Polly is an advanced LLVM loop nest optimizer that provides precise memory access analyses and implements on top of them advanced loop optimizations based on a memory-access focused program model.
In the first part of this tutorial we introduce the audience to integer set based schedule trees as a way to model loop programs. We explain how we statically model program behavior on the granularity of individual dynamic computations and discuss different program analyses (memory accesses, data-dependences, computational complexity).
We then learn how to perform complex loop transformations using simple per-node operations on an abstract program schedule tree. Such transformations include most classical loop transformations, but also full/partial tile separation, outer-loop vectorization and other more complex transformations. At the end of the first part of this tutorial, the audience understands the general concepts used in Polly.

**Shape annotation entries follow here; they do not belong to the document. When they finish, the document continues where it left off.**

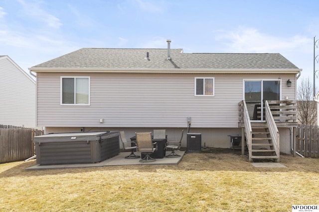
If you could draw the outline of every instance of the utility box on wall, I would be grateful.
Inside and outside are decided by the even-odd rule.
[[[186,152],[200,152],[201,150],[201,134],[187,133]]]

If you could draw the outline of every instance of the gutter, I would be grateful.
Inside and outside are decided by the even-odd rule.
[[[35,72],[123,72],[123,73],[300,73],[300,69],[142,69],[106,68],[30,68],[30,71]],[[33,74],[32,74],[33,75]]]
[[[34,76],[35,78],[36,78],[36,75],[33,74],[33,73],[32,72],[32,71],[31,70],[30,70],[30,69],[29,69],[29,73],[30,73],[30,74],[31,76]]]

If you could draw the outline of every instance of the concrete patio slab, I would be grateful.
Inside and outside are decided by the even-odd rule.
[[[286,168],[287,166],[280,163],[265,162],[265,163],[250,163],[252,165],[257,168]]]
[[[39,170],[48,169],[64,169],[74,168],[87,168],[94,167],[123,166],[128,165],[177,165],[181,160],[185,154],[185,151],[176,151],[178,154],[180,155],[178,157],[164,157],[163,158],[157,158],[154,162],[141,162],[139,160],[141,158],[125,159],[125,157],[130,154],[130,152],[120,152],[118,155],[109,158],[99,163],[81,163],[74,164],[57,164],[57,165],[36,165],[26,169],[26,170]]]

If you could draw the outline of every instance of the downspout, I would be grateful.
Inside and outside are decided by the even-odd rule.
[[[298,79],[298,78],[300,77],[300,76],[301,75],[301,71],[299,71],[299,73],[298,73],[298,75],[297,75],[297,79]]]
[[[299,73],[297,76],[297,79],[298,79],[300,76],[301,75],[301,71],[299,71]],[[293,128],[290,128],[289,130],[290,130],[290,152],[293,155],[294,154],[294,133],[293,133]]]
[[[290,152],[292,154],[294,154],[294,136],[293,128],[290,128],[289,130],[290,130]]]

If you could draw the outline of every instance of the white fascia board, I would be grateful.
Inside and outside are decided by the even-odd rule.
[[[29,70],[35,72],[76,72],[96,73],[299,73],[301,69],[114,69],[99,68],[30,68]]]

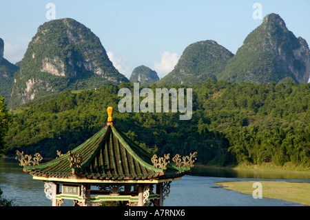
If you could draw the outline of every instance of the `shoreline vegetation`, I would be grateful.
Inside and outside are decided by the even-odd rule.
[[[215,184],[225,189],[240,192],[243,194],[253,194],[256,181],[225,181]],[[262,184],[262,198],[282,199],[288,201],[310,206],[310,183],[291,183],[286,181],[260,181]]]

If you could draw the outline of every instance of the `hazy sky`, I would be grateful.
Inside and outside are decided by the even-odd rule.
[[[47,8],[48,3],[54,8]],[[4,57],[10,62],[23,59],[38,27],[54,14],[90,28],[128,79],[140,65],[164,77],[184,49],[198,41],[214,40],[235,54],[262,22],[256,17],[260,12],[262,18],[280,14],[289,30],[310,42],[309,0],[0,0],[0,38]]]

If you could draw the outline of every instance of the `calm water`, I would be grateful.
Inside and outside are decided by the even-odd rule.
[[[271,177],[272,176],[272,177]],[[247,178],[245,178],[247,177]],[[310,179],[302,176],[287,176],[282,174],[268,174],[267,178],[275,181],[303,181],[310,183]],[[253,179],[255,178],[255,179]],[[227,190],[214,183],[224,181],[258,180],[264,178],[262,174],[249,172],[238,173],[224,170],[195,168],[191,175],[171,183],[171,192],[164,201],[165,206],[300,206],[298,203],[280,199],[262,198],[255,199],[251,195]],[[276,178],[276,179],[275,179]],[[288,179],[289,178],[289,179]],[[264,180],[267,180],[264,179]],[[0,164],[0,188],[6,199],[14,199],[19,206],[50,206],[51,201],[46,199],[43,181],[33,180],[32,177],[23,172],[15,159],[3,159]],[[188,201],[191,203],[188,203]],[[65,201],[63,206],[72,206],[71,201]]]

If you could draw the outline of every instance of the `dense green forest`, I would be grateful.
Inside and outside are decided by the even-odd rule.
[[[121,88],[132,90],[133,84],[67,90],[19,107],[11,112],[5,154],[13,155],[19,148],[54,158],[56,150],[72,150],[104,126],[110,106],[116,126],[152,153],[197,151],[203,164],[310,166],[309,83],[207,80],[191,87],[193,115],[188,121],[179,120],[179,113],[120,113]],[[155,91],[158,86],[149,88]]]

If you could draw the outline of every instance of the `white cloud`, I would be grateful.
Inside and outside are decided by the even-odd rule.
[[[110,60],[112,62],[113,66],[118,70],[119,72],[125,74],[129,79],[132,73],[130,72],[130,68],[127,66],[126,57],[124,56],[118,57],[112,51],[107,52],[107,57],[109,57]]]
[[[21,44],[13,44],[10,42],[4,42],[3,57],[12,63],[20,61],[23,57],[26,48],[23,48]]]
[[[153,69],[157,72],[159,78],[162,78],[174,68],[179,59],[176,53],[165,51],[162,54],[161,62],[155,62]]]

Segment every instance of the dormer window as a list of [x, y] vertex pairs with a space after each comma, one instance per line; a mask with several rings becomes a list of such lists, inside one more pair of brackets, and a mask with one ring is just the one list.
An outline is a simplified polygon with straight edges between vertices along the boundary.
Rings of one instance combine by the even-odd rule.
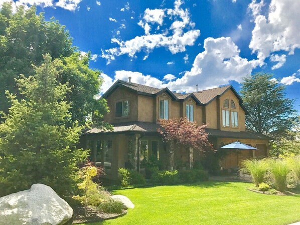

The second part of this tutorial is focused on Polly's new optimistic optimization infrastructure that enables non-statically provable transformations to be performed optimistically. Discussing optimization blocking issues such as exception handling code, infinite loops, integer wrapping or out-of-bound memory accesses we introduce the concept of optimistic assumptions. We then discuss how such assumptions can be described in general, how Polly can collect assumptions, how redundant assumptions are eliminated and how a (close to) minimal run-time check to verifying them are generated. At the end of the second part of this tutorial the audience will be able to create optimistic loop optimizations even for cases that lack sufficient static information.